I breathed out, slowly, focusing on my navel, and I felt my body start to relax. I breathed in, and my mind leapt into action, multiple thoughts fighting for dominance and my body tensed up again as I tried to push all the thoughts away. I breathed out, slowly, focusing again on my navel and my body started to relax. I breathed in and my mind again started spinning. I became a little frustrated - I know, only two breaths in and out, not enough time and all that but it was 2.35am and I really wanted to go back to sleep.

So I decided to try the classic Ommmmm sound but inside my head because out loud at 2.30am would have sounded really silly and pretty loud. So I did this on the out breath, but on the in breath my mind jumped into action again. So I tried the Ommmmm sound in my head again breathing in, but my mind insisted it should be Mmmmmmoo because I'm breathing in not out and it should be backwards. It made sense at the time and anyway I couldn't change how my mind insisted it should be.

So I was Ommmmmming out and Mmmmmooing in and it started to work. My body relaxed and I felt at peace. I even began to feel like I was at one with the universe and as soon as I thought that my brain started imagining me dissolving into particles and I jolted back into myself. And had to start again. And it started to work at which precise point my bladder reminded me it was definitely not at one with the universe. So a quick nocturnal journey and back to bed and back to the beginning. And it started to work, and I started to feel that dissolving sensation again and my mind presented me with a picture of a body shattering into a starburst and I was jolted awake and had to start again.

This time, just to mix things up a bit, at that point between breathing out and breathing in, my mind felt it was ok to frantically think of as many things as possible before it was silenced by the in breath. I found this very disturbing because it was like the words and thoughts in my head slowed their spinning and then sped up really really fast, and then slowed again. That was when I gave up. It was now 4am. I pulled a pillow over my head, rolled onto my side and decided I wasn't going to sleep so I may as well plan the current chapter in the book. I scared myself silly, because my heroine has her first encounter with the werewolf and I imagined the scene a little too well. I fell asleep with visions of yellow eyes in my head and that was my attempt at meditation. I woke feeling like I had been run over by a truck.

Tonight, I'm going to try something different, something I have done before but had forgotten about until now. When I was a child I also had periods of insomnia - actually I had many more sleepless nights than restful ones and that is why I always woke so slowly and so grumpily in the morning. Anyway, at some point I was told about/read about/came up with on my own/can't remember now an effective relaxation technique. It worked then so I'm sure it will work now.

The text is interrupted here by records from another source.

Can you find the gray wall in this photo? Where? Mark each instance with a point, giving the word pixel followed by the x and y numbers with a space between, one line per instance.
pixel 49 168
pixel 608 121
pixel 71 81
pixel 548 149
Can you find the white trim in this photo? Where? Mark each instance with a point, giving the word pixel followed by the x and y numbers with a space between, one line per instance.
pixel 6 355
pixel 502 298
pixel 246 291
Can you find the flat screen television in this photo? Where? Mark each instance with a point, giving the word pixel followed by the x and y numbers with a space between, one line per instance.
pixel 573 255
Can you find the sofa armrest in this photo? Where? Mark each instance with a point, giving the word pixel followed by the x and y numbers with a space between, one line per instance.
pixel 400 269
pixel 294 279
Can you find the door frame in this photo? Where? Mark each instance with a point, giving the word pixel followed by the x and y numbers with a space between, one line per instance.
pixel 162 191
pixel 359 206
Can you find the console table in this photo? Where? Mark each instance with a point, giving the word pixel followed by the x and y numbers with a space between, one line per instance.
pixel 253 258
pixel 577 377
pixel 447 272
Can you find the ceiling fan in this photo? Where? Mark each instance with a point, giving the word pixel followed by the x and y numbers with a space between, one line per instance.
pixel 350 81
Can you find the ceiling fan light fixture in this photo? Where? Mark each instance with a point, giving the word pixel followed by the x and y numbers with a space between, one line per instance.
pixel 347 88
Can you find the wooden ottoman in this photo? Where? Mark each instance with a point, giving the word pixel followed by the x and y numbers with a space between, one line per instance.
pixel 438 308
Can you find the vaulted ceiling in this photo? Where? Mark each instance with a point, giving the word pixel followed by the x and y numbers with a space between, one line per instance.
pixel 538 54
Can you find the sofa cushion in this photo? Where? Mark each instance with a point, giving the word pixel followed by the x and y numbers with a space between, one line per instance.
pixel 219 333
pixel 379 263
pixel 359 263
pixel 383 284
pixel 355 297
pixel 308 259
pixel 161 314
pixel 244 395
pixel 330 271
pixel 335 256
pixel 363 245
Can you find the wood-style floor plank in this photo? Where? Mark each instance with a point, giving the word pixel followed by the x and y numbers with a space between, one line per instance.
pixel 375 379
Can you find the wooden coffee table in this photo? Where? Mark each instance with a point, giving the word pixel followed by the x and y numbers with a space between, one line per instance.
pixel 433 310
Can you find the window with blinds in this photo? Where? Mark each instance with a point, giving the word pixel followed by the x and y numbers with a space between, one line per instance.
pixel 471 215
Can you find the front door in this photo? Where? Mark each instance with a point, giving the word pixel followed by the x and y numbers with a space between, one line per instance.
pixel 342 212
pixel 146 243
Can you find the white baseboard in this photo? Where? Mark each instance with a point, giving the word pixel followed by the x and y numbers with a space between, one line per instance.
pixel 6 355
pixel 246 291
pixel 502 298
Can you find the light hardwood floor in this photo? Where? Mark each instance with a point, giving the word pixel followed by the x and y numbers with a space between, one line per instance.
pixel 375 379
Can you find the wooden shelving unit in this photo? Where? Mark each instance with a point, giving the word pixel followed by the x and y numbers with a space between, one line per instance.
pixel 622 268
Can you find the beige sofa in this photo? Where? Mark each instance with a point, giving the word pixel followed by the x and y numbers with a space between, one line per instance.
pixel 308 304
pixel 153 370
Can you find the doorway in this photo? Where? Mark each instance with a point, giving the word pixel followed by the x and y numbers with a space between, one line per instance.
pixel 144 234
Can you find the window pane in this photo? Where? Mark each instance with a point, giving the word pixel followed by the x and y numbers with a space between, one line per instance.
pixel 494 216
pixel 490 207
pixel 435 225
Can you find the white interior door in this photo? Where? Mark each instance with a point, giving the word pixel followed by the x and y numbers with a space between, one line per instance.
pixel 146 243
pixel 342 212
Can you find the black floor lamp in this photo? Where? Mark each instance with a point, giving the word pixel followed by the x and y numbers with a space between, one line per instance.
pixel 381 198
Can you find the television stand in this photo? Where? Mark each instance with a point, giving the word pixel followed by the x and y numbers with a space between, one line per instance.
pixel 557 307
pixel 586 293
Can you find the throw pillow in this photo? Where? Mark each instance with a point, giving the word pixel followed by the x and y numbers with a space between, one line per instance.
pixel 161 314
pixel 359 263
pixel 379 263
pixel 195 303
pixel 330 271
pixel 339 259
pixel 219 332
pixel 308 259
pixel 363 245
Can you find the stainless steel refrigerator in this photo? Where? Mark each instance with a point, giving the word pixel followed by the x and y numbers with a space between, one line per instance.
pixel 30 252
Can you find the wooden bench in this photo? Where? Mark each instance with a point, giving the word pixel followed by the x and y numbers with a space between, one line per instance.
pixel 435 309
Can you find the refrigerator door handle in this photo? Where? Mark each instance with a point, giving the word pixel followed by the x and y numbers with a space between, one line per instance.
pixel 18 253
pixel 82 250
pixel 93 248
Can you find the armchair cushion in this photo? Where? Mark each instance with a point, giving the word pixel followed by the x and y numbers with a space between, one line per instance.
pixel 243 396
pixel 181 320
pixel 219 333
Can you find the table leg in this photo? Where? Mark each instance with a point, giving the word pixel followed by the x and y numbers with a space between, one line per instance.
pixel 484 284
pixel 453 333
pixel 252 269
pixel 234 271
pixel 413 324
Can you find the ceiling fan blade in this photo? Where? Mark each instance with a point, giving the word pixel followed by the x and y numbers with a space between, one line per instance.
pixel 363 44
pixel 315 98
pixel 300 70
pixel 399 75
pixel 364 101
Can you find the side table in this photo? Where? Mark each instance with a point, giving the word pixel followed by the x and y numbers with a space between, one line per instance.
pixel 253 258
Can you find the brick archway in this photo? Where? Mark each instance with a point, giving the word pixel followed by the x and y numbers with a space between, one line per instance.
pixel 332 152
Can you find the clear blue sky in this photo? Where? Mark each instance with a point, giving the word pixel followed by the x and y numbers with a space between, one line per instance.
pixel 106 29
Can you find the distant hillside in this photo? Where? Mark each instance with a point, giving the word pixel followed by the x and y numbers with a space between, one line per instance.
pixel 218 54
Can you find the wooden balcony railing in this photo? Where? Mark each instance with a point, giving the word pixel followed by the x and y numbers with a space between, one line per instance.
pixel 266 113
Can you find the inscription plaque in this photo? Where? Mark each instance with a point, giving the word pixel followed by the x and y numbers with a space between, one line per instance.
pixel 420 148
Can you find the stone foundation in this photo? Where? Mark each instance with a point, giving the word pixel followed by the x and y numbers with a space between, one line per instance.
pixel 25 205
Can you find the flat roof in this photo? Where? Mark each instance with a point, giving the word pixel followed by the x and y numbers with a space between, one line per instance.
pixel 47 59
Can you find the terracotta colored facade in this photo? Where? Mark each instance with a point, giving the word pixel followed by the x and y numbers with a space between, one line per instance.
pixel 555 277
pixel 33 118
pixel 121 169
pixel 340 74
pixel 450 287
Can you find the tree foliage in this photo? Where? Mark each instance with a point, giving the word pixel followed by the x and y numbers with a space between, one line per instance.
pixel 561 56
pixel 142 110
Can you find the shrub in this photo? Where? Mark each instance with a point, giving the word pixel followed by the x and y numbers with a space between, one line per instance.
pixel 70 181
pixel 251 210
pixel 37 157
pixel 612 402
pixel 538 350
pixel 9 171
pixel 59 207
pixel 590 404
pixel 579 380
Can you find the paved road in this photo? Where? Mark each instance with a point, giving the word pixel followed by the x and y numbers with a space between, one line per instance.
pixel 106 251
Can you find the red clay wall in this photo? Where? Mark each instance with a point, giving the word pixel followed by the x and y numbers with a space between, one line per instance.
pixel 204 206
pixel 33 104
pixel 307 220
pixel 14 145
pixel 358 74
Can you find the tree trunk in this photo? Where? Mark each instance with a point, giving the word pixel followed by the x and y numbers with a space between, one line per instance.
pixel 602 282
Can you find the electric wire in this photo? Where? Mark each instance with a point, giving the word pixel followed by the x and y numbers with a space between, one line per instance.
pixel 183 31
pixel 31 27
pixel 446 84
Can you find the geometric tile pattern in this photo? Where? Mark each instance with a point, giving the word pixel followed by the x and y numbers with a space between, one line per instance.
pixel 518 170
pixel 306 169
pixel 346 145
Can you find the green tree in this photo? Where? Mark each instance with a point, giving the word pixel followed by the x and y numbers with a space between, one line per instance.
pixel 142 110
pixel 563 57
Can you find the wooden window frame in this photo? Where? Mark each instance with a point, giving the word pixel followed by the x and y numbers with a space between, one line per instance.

It's kind of a style of meditation, in that the idea is to quiet the mind. But not by emptying the mind; by instead giving it something to focus on. So you start with your toes, and you relax them as much as you possibly can. You focus on your toes and you make sure each one is comfortable and relaxed. Then move onto the feet, ankles, calf muscles, knees - well you get the idea. If you lose focus you assume the entire body has tensed up again and you start from the toes once more. By the time you get to the neck the whole body feels like a dead weight and probably you won't get to the neck before you sleep.

If nothing else, it will slow the words and the thoughts, and give my overactive brain and imagination a rest. I am writing again, and that always help to centre me and it empties my mind of some of these words which is a relief. Not so much at 4am of course when I almost conjure the creature into existence, but still, it feels good to be writing again. When I write, I feel like I am doing what I was meant to do and there is nothing quite like that feeling.

So, to bed, perchance to sleep - with apologies to Shakespeare.